The four Palestinian docs-in-progress showcased as part of the Marché’s Cannes Docs forum bear testimony to the diversity and creativity of a nouvelle vague of Palestinian filmmakers.
Covering a broad range of topics – ranging from the plight of refugees crossing the Alps from Italy to France, a family of Bedouins forced to leave their dwelling, a mother’s painful decision to leave her country at war or the story of Jenin’s last projectionist – the films selected “are representative of Palestine today”, according to May Odeh, the producer of “The Last Projectionist.”
“It’s like having films from four different countries. Palestinians are everywhere. It’s not about land, it’s about questions that are inside us: We question the refugees in the Alps, modernity and gentrification… we question the future of cinema. This is what I like about Palestinian cinema: it takes a fresh look at a whole new wave of topics through different media.”
In “The Last Projectionist”, the director, Alex Bakri, follows the quest of Hussein, the former projectionist at Jenin’s old cinema theater, as he tries to recover his job when the rundown theatre is renovated by a German NGO.
“This is not only a documentary about reviving an old cinema or about cultural colonization and gentrification. It’s a cinematic experience that pays homage to the medium itself because the medium is the story. Telling the story from the point of view of the projectionist opened a whole new vocabulary of cinematic expression for me, derived from my own and Hussein’s cinematic baggage, so the film has a lot of tribute and reference to cinematic history,” Bakri said.
Showcasing his film “Alps,” which follows the journey of women and men who help migrants crossing the French-Italian border through the mountains, Belgian-Palestinian director Naël Khleifi – whose previous work includes the documentary “Waiting” (2011), shot in the Jungle of Calais – says there is a growing understanding of what Palestinian cinema is about.
“The world has understood that Palestinians have things to say about themselves,” said Khleifi. “In the past, everyone was talking in the name of Palestinians. In 2021, it’s important to show this diversity because people are finally starting to understand that Palestine is not just a place on a map, but it’s also about cultural belonging, about raising awareness.”

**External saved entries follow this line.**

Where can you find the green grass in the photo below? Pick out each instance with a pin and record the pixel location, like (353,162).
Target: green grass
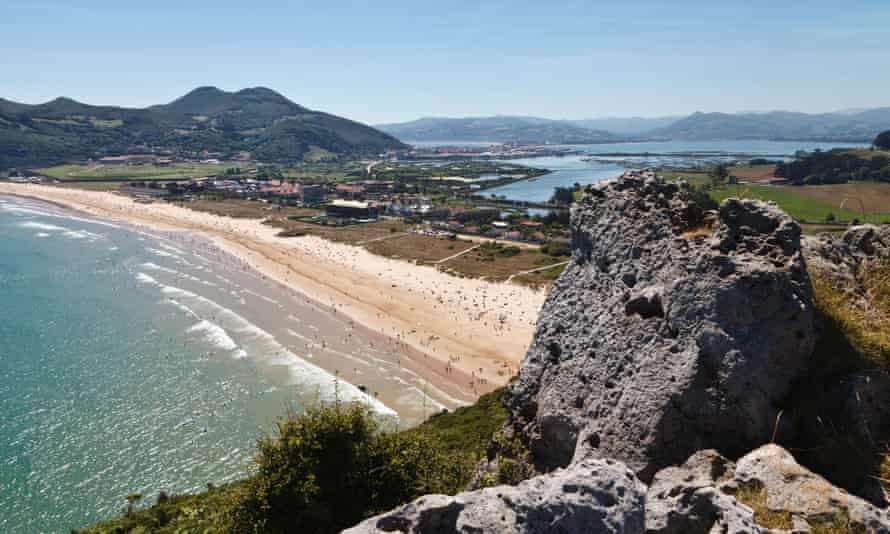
(468,430)
(83,172)
(205,513)
(463,435)
(797,206)
(855,337)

The two other film projects are Asmahan Bkerat’s “Concrete Land,” an intimate look at the lives of a nomadic Bedouin family in its struggle to hold on to its traditional life under the pressures of urbanization; and Yousef Srouji’s “Three Promises,” about a mother who navigates the impossible decision to flee her homeland with her family amid escalating conflict. Using original footage shot by the filmmaker’s own mother during the second Intifada, it recounts the events of Srouji’s childhood.
All four films are looking to close their funding gap, seeking sales and distribution deals and the all-important festival exposure.
Cannes Docs partners with a number of festivals from around the world to showcase docs in completion stage aiming to hit the circuit within weeks or months.